Souza presents four premises he claims support his argument that the State failed to show he had dominion and control over the methamphetamine: (1) the State did not directly prove Souza owned the car, so it failed to show he had dominion and control over the premises in which the drugs were found, (2) the State did not provide sufficient evidence showing that Souza could immediately reduce the baggie to actual possession, (3) because proximity to the contraband is not enough to prove constructive possession, the State needed to present other evidence showing Souza's connection to the baggie, and (4) Souza was not the only person in the car.

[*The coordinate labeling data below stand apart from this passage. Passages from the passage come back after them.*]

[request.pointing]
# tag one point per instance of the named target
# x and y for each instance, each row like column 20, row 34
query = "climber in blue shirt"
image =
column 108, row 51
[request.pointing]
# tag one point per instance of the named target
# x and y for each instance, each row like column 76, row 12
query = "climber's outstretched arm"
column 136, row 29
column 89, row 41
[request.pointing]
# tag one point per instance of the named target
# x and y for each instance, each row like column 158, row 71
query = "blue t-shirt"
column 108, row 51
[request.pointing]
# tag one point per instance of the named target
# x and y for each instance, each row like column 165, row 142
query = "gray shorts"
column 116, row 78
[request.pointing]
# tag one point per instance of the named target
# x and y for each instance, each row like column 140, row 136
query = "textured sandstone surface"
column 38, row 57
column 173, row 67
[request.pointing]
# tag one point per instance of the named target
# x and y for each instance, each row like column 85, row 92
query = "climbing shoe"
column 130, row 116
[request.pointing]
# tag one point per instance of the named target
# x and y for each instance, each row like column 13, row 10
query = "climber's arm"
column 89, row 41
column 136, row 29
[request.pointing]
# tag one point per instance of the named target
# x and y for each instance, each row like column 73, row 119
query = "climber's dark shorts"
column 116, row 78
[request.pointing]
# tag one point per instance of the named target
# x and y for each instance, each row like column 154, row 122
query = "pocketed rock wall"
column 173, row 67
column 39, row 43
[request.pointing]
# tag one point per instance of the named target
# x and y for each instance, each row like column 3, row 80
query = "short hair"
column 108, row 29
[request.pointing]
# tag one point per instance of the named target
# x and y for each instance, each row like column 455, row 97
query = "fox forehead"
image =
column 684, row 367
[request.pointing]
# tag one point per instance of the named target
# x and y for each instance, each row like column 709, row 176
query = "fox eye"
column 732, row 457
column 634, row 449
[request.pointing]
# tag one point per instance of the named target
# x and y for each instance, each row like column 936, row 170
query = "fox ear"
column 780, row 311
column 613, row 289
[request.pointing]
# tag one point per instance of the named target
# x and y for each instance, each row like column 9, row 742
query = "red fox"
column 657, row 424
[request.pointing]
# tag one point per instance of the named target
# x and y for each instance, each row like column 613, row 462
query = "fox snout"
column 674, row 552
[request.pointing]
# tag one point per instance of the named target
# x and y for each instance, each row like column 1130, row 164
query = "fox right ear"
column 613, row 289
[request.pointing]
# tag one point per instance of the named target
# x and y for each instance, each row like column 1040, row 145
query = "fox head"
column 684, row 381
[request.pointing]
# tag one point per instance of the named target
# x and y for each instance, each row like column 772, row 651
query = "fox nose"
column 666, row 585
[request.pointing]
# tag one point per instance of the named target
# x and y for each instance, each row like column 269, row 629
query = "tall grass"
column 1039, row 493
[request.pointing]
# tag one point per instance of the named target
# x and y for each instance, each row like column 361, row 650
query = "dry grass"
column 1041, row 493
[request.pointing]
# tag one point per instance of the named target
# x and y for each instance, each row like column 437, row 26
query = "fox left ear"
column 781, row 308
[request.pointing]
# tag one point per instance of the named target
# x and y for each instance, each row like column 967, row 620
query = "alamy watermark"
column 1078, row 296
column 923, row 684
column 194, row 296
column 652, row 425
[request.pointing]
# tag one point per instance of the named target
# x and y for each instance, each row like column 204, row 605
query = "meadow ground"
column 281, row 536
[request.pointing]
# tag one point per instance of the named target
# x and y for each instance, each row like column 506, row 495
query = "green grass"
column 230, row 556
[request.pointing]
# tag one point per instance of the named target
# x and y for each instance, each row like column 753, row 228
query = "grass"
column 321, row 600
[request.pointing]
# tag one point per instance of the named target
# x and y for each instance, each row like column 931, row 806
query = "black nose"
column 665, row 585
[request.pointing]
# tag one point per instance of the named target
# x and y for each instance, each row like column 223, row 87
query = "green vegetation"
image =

None of Souza's claims alone is determinative of his guilt or innocence; rather, "[v]arious factors determine dominion and control, and the cumulative effect of a number of factors is a strong indication of constructive possession." State v. Ibarra-Raya, 145 Wn. App. 516, 525, 187 P.3d 301 (2008) (citing State v. Partin, 88 Wn.2d 899, 906, 567 P.2d 1136 (1977)). Control over the premises raises a rebuttable inference that the defendant possessed the drugs. 13A Seth A. Fine Douglas J. Ende, Washington Practice: Criminal Law, § 906 at 174 (1998); see also Callahan, 77 Wn.2d at 30. A car may be considered a "premises" for the purpose of determining whether the defendant had dominion and control. State v. Mathews, 4 Wn. App. 653, 656, 484 P.2d 942 (1971). Either proximity to the controlled substance or the ability to reduce the substance to immediate possession does not, by itself, show dominion and control. State v. Hagen, 55 Wn. App. 494, 499, 781 P.2d 892 (1989); Mathews, 4 Wn. App. at 656.

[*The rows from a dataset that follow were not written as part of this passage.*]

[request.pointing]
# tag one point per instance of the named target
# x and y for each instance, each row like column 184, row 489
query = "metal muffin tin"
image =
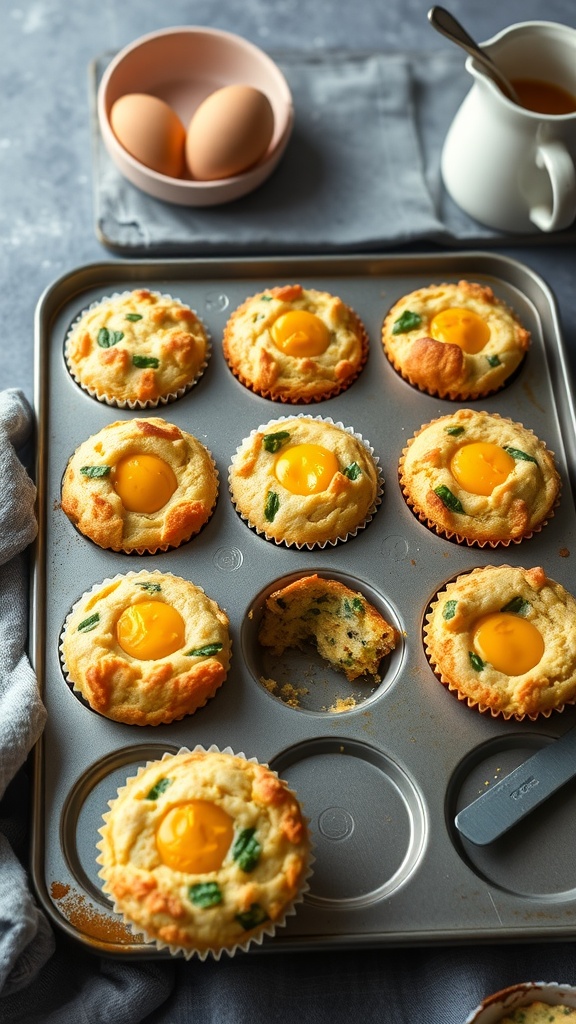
column 382, row 780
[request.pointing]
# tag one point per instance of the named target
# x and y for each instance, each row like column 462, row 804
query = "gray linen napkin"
column 352, row 177
column 26, row 940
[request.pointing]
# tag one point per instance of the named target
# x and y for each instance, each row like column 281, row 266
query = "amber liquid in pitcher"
column 543, row 97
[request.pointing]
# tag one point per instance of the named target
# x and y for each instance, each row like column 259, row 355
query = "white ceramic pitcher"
column 507, row 167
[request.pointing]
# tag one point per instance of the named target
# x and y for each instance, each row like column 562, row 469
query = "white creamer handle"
column 554, row 159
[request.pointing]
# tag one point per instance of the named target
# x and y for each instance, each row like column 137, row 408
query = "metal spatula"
column 520, row 793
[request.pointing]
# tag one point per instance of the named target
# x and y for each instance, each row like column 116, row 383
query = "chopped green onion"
column 158, row 788
column 449, row 500
column 353, row 471
column 109, row 338
column 146, row 361
column 246, row 850
column 519, row 454
column 407, row 322
column 205, row 894
column 273, row 442
column 206, row 651
column 89, row 624
column 518, row 605
column 272, row 506
column 94, row 471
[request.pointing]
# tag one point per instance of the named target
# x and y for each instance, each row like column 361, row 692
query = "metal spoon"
column 447, row 25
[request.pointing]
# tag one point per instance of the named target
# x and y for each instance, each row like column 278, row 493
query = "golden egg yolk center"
column 144, row 482
column 481, row 467
column 150, row 630
column 305, row 469
column 462, row 328
column 195, row 837
column 300, row 333
column 508, row 643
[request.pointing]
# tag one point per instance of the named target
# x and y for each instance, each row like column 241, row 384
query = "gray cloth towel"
column 26, row 940
column 361, row 172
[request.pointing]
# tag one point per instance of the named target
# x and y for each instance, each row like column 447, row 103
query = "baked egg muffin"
column 479, row 478
column 205, row 851
column 454, row 340
column 295, row 344
column 146, row 648
column 503, row 639
column 139, row 485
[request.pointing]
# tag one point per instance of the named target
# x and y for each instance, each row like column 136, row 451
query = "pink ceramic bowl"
column 182, row 67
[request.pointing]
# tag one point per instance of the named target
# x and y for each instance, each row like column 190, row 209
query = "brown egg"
column 151, row 132
column 229, row 132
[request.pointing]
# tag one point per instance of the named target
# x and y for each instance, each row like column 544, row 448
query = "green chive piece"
column 353, row 471
column 206, row 651
column 518, row 606
column 273, row 442
column 205, row 894
column 407, row 322
column 158, row 788
column 519, row 454
column 109, row 338
column 452, row 503
column 246, row 850
column 89, row 624
column 94, row 471
column 476, row 662
column 146, row 361
column 250, row 919
column 354, row 607
column 272, row 506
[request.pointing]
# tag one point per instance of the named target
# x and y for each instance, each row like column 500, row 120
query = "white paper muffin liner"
column 135, row 403
column 319, row 545
column 494, row 1007
column 95, row 587
column 269, row 929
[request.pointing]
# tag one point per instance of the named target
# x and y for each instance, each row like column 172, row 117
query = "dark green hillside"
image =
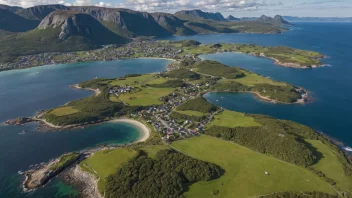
column 198, row 104
column 280, row 139
column 63, row 36
column 183, row 74
column 214, row 68
column 168, row 175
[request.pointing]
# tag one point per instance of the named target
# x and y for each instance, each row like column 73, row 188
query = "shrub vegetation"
column 168, row 175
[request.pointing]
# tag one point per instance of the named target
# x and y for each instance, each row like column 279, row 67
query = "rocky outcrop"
column 127, row 23
column 232, row 18
column 73, row 24
column 40, row 12
column 10, row 8
column 19, row 121
column 277, row 20
column 199, row 15
column 13, row 23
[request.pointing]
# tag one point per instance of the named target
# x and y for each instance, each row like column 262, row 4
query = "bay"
column 24, row 92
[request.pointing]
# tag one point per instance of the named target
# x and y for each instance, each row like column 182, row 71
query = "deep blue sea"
column 331, row 86
column 24, row 92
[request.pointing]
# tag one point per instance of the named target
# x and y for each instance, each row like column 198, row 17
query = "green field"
column 63, row 111
column 64, row 160
column 232, row 119
column 132, row 80
column 106, row 162
column 193, row 113
column 252, row 79
column 145, row 97
column 330, row 165
column 245, row 171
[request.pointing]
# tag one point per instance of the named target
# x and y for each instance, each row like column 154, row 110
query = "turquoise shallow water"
column 24, row 92
column 331, row 86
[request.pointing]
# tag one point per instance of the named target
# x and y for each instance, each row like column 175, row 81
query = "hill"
column 317, row 19
column 232, row 18
column 127, row 23
column 60, row 31
column 277, row 20
column 14, row 23
column 191, row 15
column 172, row 24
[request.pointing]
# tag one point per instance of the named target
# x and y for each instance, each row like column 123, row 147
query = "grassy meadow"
column 331, row 166
column 106, row 162
column 245, row 171
column 232, row 119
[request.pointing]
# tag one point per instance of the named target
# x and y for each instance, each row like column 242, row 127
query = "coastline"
column 262, row 98
column 97, row 92
column 144, row 130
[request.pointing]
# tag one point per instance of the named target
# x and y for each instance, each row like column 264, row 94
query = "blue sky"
column 238, row 8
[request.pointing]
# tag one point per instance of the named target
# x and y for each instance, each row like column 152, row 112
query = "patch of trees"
column 286, row 94
column 94, row 84
column 169, row 84
column 322, row 175
column 214, row 68
column 304, row 132
column 189, row 43
column 183, row 74
column 198, row 104
column 269, row 141
column 169, row 175
column 299, row 195
column 181, row 116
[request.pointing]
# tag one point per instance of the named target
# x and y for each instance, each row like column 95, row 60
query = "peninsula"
column 176, row 50
column 185, row 131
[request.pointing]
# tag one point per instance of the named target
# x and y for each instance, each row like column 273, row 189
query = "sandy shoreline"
column 96, row 91
column 143, row 128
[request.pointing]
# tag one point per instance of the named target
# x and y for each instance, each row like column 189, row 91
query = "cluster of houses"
column 169, row 127
column 120, row 90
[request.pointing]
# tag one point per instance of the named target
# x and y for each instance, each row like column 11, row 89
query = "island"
column 256, row 155
column 175, row 50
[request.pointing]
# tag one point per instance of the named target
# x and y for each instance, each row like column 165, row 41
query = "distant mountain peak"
column 278, row 20
column 41, row 11
column 74, row 23
column 232, row 18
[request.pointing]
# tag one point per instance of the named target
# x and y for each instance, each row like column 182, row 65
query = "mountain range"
column 59, row 28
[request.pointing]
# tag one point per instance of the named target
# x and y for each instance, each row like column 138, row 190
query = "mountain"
column 317, row 19
column 277, row 20
column 60, row 31
column 74, row 24
column 14, row 23
column 127, row 23
column 232, row 18
column 191, row 15
column 172, row 24
column 10, row 8
column 39, row 12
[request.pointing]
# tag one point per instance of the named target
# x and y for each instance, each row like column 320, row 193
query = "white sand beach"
column 144, row 129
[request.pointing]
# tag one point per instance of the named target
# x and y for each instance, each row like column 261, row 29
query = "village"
column 159, row 117
column 137, row 48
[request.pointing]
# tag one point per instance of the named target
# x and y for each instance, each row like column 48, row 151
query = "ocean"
column 24, row 92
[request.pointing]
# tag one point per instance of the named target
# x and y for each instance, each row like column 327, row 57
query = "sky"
column 237, row 8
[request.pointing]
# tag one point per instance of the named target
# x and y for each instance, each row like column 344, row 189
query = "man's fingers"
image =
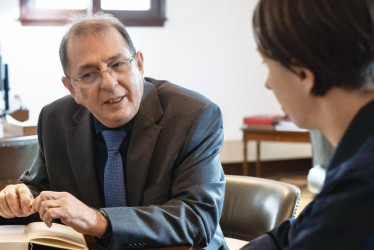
column 12, row 199
column 4, row 207
column 26, row 199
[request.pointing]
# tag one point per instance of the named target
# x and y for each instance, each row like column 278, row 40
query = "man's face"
column 116, row 97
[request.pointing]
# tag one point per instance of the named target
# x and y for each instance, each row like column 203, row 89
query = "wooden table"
column 268, row 134
column 91, row 244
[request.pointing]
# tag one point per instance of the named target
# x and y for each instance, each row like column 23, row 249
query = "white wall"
column 205, row 45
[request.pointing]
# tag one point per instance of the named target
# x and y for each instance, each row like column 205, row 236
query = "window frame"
column 29, row 15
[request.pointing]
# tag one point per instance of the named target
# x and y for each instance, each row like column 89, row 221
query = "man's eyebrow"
column 92, row 65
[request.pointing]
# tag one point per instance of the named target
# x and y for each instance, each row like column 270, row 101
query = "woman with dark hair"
column 320, row 55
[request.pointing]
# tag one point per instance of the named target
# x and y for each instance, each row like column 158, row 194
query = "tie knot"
column 113, row 138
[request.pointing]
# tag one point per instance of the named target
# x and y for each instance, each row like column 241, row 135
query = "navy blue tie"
column 114, row 183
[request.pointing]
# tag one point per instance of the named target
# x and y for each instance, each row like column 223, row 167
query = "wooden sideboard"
column 267, row 134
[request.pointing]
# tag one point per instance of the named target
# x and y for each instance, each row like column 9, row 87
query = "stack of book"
column 263, row 121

Dominion and control over the substance need not be exclusive. State v. Cote, 123 Wn. App. 546, 549, 96 P.3d 410 (2004). Establishing constructive possession is a fact-specific inquiry that requires examining the totality of the circumstances to determine whether the jury could have reasonably inferred that Souza had dominion and control over the methamphetamine. Cote, 123 Wn. App. at 549 (citing Partin, 88 Wn.2d at 906).

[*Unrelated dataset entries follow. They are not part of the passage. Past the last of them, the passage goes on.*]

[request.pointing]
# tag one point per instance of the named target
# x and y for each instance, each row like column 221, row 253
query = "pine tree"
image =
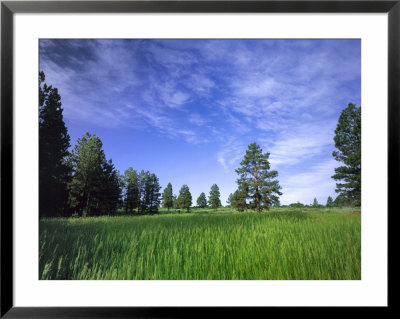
column 263, row 188
column 184, row 199
column 149, row 192
column 348, row 143
column 168, row 197
column 213, row 198
column 95, row 186
column 229, row 200
column 131, row 190
column 239, row 197
column 202, row 201
column 329, row 202
column 54, row 141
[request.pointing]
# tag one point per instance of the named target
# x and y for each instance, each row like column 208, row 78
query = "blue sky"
column 187, row 109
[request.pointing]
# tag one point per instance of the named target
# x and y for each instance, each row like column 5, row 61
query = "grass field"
column 279, row 244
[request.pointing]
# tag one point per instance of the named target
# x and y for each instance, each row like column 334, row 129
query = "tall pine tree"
column 202, row 201
column 214, row 199
column 348, row 143
column 184, row 199
column 131, row 201
column 168, row 197
column 95, row 186
column 54, row 141
column 263, row 187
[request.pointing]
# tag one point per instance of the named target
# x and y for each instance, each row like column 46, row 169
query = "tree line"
column 84, row 182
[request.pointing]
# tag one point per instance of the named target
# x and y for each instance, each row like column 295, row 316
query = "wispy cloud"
column 285, row 95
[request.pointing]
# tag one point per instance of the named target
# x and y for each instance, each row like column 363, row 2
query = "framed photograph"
column 160, row 158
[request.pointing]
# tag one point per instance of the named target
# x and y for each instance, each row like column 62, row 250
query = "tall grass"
column 285, row 244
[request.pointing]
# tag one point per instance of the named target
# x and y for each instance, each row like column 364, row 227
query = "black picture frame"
column 9, row 8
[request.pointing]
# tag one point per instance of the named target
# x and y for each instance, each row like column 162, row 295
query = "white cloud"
column 313, row 183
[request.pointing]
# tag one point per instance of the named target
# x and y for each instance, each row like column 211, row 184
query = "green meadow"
column 281, row 244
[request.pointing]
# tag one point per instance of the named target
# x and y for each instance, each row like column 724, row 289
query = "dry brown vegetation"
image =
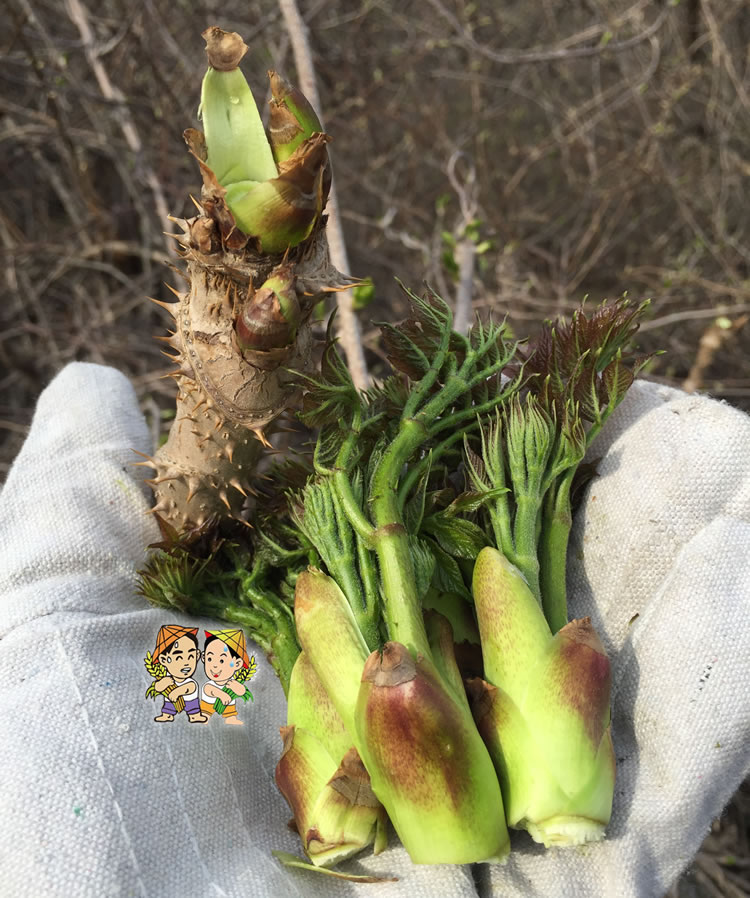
column 522, row 154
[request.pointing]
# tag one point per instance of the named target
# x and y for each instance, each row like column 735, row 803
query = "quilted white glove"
column 98, row 800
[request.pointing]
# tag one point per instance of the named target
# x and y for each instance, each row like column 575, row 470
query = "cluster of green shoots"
column 407, row 582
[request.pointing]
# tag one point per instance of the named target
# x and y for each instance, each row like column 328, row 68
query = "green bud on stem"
column 334, row 808
column 545, row 715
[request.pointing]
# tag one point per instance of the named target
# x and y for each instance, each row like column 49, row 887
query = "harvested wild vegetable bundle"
column 402, row 563
column 407, row 580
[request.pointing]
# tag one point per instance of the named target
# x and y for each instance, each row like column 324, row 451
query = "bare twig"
column 714, row 337
column 465, row 251
column 79, row 17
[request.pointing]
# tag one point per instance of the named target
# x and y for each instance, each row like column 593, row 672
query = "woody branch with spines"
column 256, row 263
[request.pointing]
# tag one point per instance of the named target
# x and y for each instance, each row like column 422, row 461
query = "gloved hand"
column 100, row 800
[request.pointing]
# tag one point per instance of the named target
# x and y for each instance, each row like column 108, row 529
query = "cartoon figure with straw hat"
column 172, row 665
column 227, row 668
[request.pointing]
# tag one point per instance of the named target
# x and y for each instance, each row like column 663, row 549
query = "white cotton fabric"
column 98, row 800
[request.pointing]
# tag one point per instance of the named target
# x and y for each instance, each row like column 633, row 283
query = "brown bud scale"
column 226, row 398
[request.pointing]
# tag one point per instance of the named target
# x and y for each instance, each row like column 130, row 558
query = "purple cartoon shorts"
column 192, row 706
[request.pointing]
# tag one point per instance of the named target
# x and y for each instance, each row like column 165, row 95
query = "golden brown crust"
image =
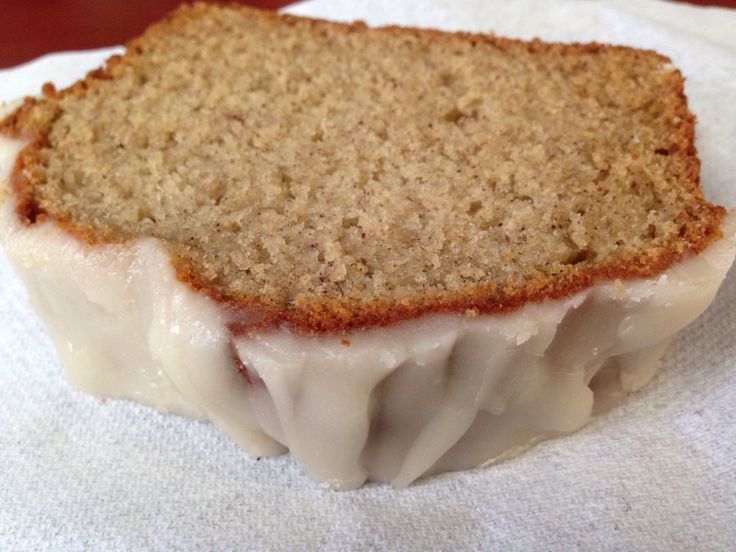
column 699, row 225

Here, despite Souza's claims, the totality of the evidence presented at trial sufficiently supports his conviction. Souza was driving the car, he told the officers he detailed the car himself two days before he was arrested, and he referred to the car as "my vehicle" during his testimony. 6 Report of Proceedings at 294. Although the drugs were not found directly next to Souza, the passengers sitting closest to the baggie were all children and Officer Prater testified that Souza easily could have reached from the driver's seat to the passenger door. In addition, Souza failed to pull over for 12 blocks, despite Prater's use of his emergency lights and PA. See State v. Womble, 93 Wn. App. 599, 604, 969 P.2d 1097, review denied, 138 Wn.2d 1009 (1999) (flight corroborates guilty knowledge). Souza and the car smelled like intoxicants and he admitted to drinking beer before driving that day. Finally, Souza admitted to Prater that he used methamphetamine. Viewed in the light most favorable to the State, this evidence supports the jury's finding that Souza had dominion and control over the drugs found in his car. We affirm Souza's conviction of unlawful possession of a controlled substance.
The evidence against Souza is very similar to State v. Huff, 64 Wn. App. 641, 654, 826 P.2d 698, review denied, 119 Wn.2d 1007 (1992), where we found constructive possession of a controlled substance based upon the State's showing that Huff was driving the car where drugs were found, he and the car smelled like methamphetamine, Huff failed to stop when the officer flashed his emergency lights, Huff's passenger made furtive movements while Huff continued to drive, and the drugs were found in a pile of laundry in the back seat.
A majority of the panel having determined that this opinion will not be printed in the Washington Appellate Reports, but will be filed for public record pursuant to RCW 2.06.040, it is so ordered.